Rainer Klute wrote:

On Wed, 2004-06-23 at 14:22, Sergiu Gordea wrote:


Thanks for advice, but if you are talking about the code listed below, I can tell you it is not working:



Before looking at the code in detail: What do you mean by "is not
working"?



Hi Rainer,

 I revised the code and I modified a little bit.

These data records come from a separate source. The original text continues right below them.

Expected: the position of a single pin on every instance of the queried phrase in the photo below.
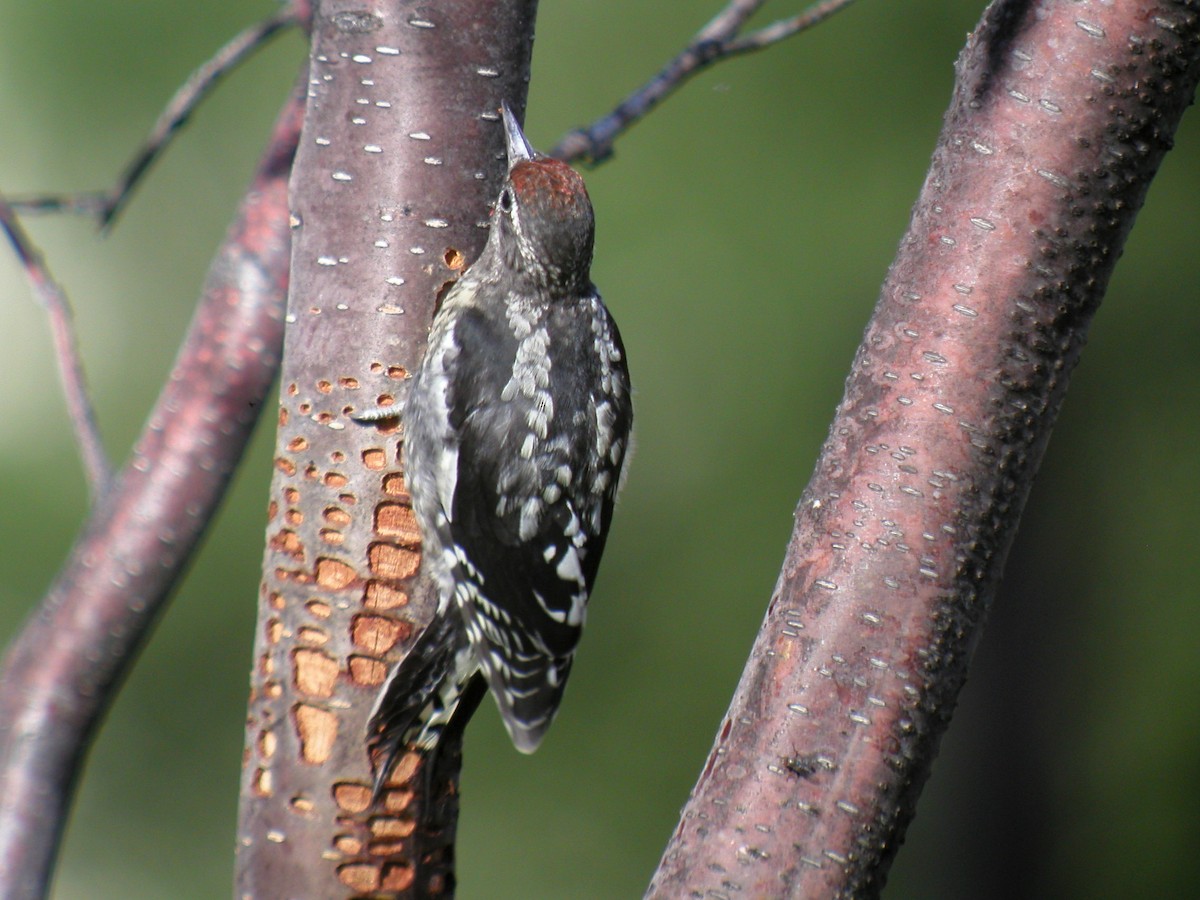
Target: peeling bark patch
(394, 485)
(317, 731)
(312, 635)
(355, 22)
(359, 876)
(388, 835)
(287, 541)
(315, 672)
(334, 574)
(319, 609)
(396, 520)
(367, 672)
(388, 561)
(377, 634)
(262, 784)
(352, 797)
(383, 597)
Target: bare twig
(61, 672)
(105, 205)
(66, 349)
(718, 40)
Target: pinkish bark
(401, 156)
(1061, 115)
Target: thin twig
(107, 204)
(718, 40)
(66, 351)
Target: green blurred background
(780, 181)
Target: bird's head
(543, 225)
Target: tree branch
(1061, 115)
(399, 163)
(106, 205)
(61, 672)
(717, 41)
(66, 351)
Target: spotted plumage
(516, 431)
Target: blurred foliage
(744, 229)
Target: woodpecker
(516, 431)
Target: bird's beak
(515, 139)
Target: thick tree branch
(61, 672)
(402, 153)
(1061, 115)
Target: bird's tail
(420, 696)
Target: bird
(516, 435)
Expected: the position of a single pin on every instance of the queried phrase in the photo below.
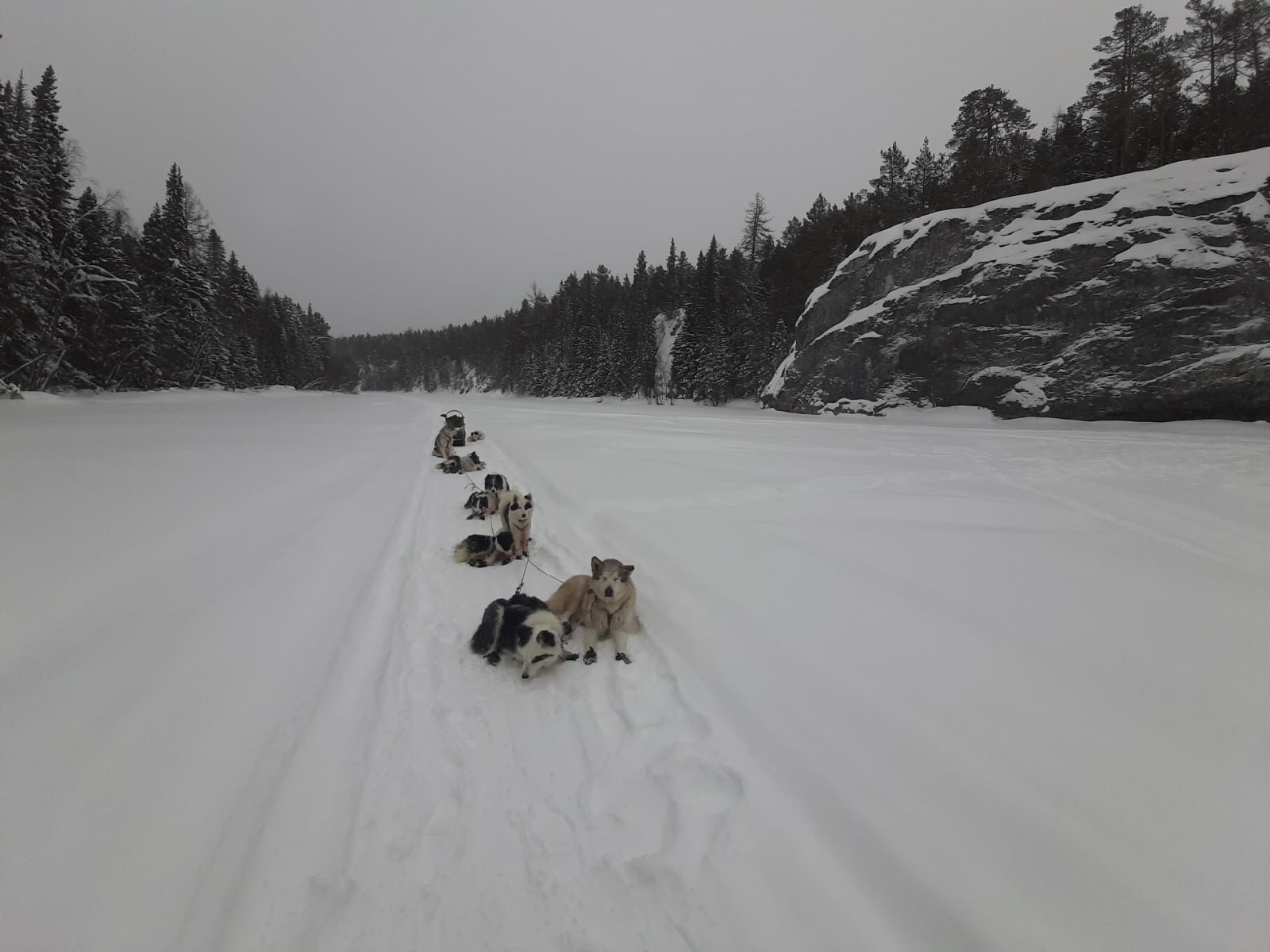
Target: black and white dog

One problem was that the FileOutputStream was not closed and nothing was
written in the file.
The second one was that i was not printed correctly the yrray of bytes.
Anyway some problems are not solved yet:

1.I used in my code:
    if(!event.getName().equalsIgnoreCase("PowerPoint Document"))
              return;

   because I want to read only the text existing in the document, and
I'm not interested about the other elements:
    drawings, images, headers etc.

    I don't like that hard codded "PowerPoint Document". Does anyone
know how can I replace this condition with something more general?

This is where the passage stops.